40 million mobility hub targets self-driving, electric vehicles

Written by on October 19, 2021
40 million mobility hub targets self-driving, electric vehicles

Coral Gables city commissioners got the opportunity to see official renderings and a glimpse of how the Coral Gables Mobility Hub is going to change and elevate the city into the future. 

During last week’s city commission meeting, design and architecture firm Gensler presented in detail all the features the estimated $40 million mobility hub at 245 Andalusia Ave. is to offer for residents and visitors when it’s completed in the first quarter of 2024. 

The hub is to have an internal drive-thru lane for ridesharing services, retail and bicycle storage. It will also offer dockless vehicle parking, bike share docking stations, a wi-fi lounge, e-Commerce Logistics for drone package deliveries and pop-up coffee shops. 

The first level is reserved for electric vehicles, with charging stations in all spaces. Intermediate levels will be self-parking that can accommodate self-driving vehicles in the future. The open-air rooftop is to feature landscaped areas, venue space, café restaurant, lounging areas and areas to practice sports.

“As we move forward with mobility, we know there’s going to be changes, there’s a big debate in the industry, whether that’s 10 years from now, whether it’s 20 years from now, but it’s coming,” said Kevin Kinney, Coral Gables’ parking director. “It will happen, and it may be a generational thing and it may be our kids or my grandkids that have to see it through.”

The city has already signed an agreement with Weitz Company to manage the construction of the mobility hub. Construction is scheduled to begin in September of next year. 

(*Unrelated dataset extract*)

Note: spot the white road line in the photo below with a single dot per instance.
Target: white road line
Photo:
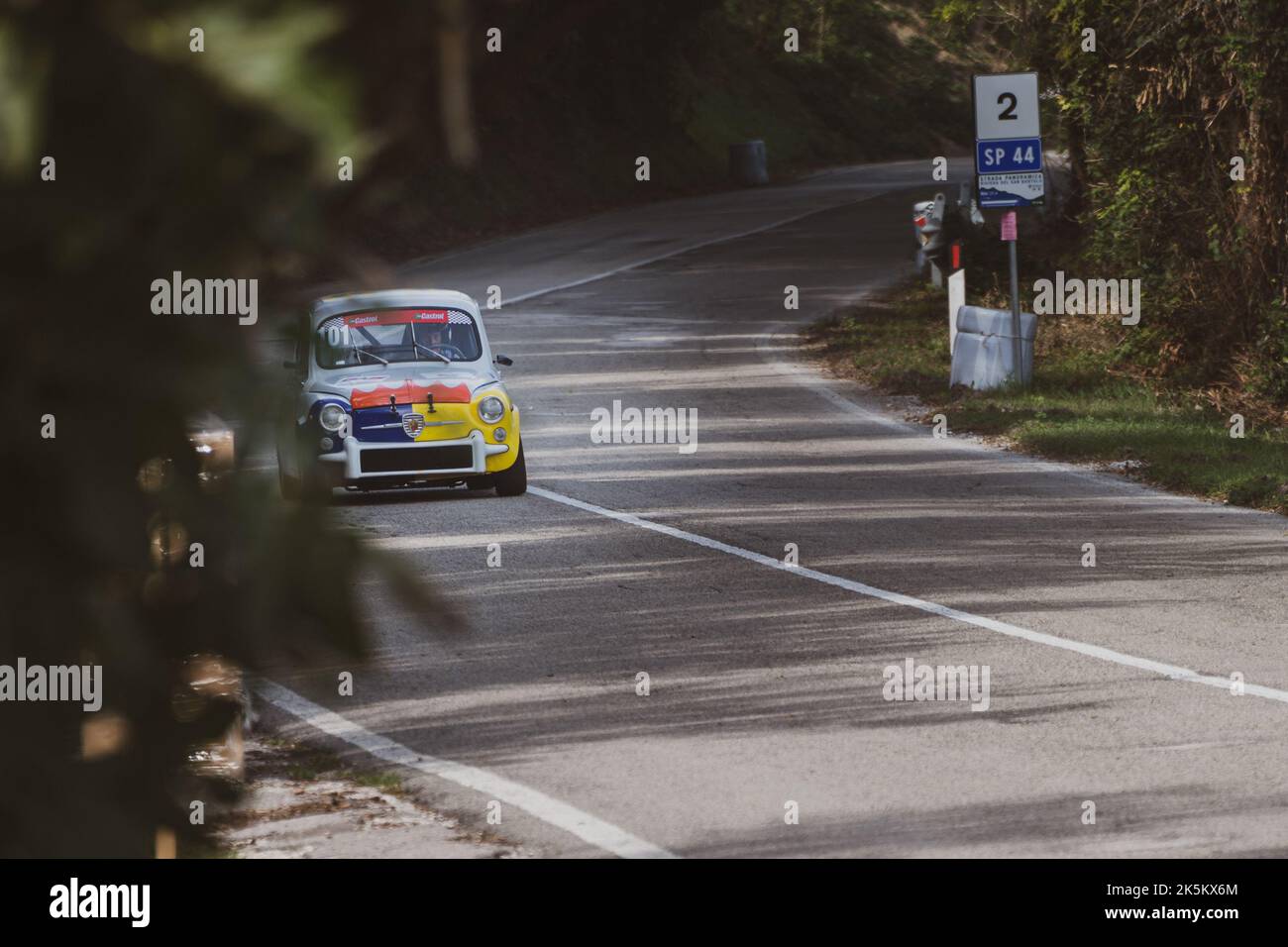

“If you tell me we’re going to build this foundation and we’re going to build this incredible building,” Mayor Vince Lago said, “and we can possibly have two floors of commercial space that could bring significant money and attraction to the community, we could bring world-class tenants that would want to be in such a facility like this. We just want to keep our options open and just show that we’re interested in doing whatever staff can dream up. Let’s just talk about it,” he continued. 

The cost-benefit of adding commercial floors needs to be considered, said Vice Mayor Michael Mena.

“What kind of income will that generate, what’s the cost of it? You’re already incurring the costs for building the existing proposed structure, how much more is it to build another floor and how much can you generate on that? Those are all things we need to tackle,” the vice mayor said. 

Push the envelope to what’s allowed to see what can be done is necessary, said Commissioner Kirk R. Menendez. “It’s better to make decisions, forward-thinking, instead of looking back and wishing you had taken that step. I’m looking forward to seeing the price tag and how we’re going to do it, but definitely, we need to do something. Our Miracle Mile area needs it.”

“There’s a lot of opportunity moving forward. Let’s start gathering ideas and possible costs,” Mayor Lago added. 

“This concept that you basically showed us evolves into the possibility of retooling the parking hub, what is built in 5, 6, 7 years from now into something else like a commercial or office space floors. That is what will make us all proud and we could potentially be the first city to take on a structure of this magnitude.”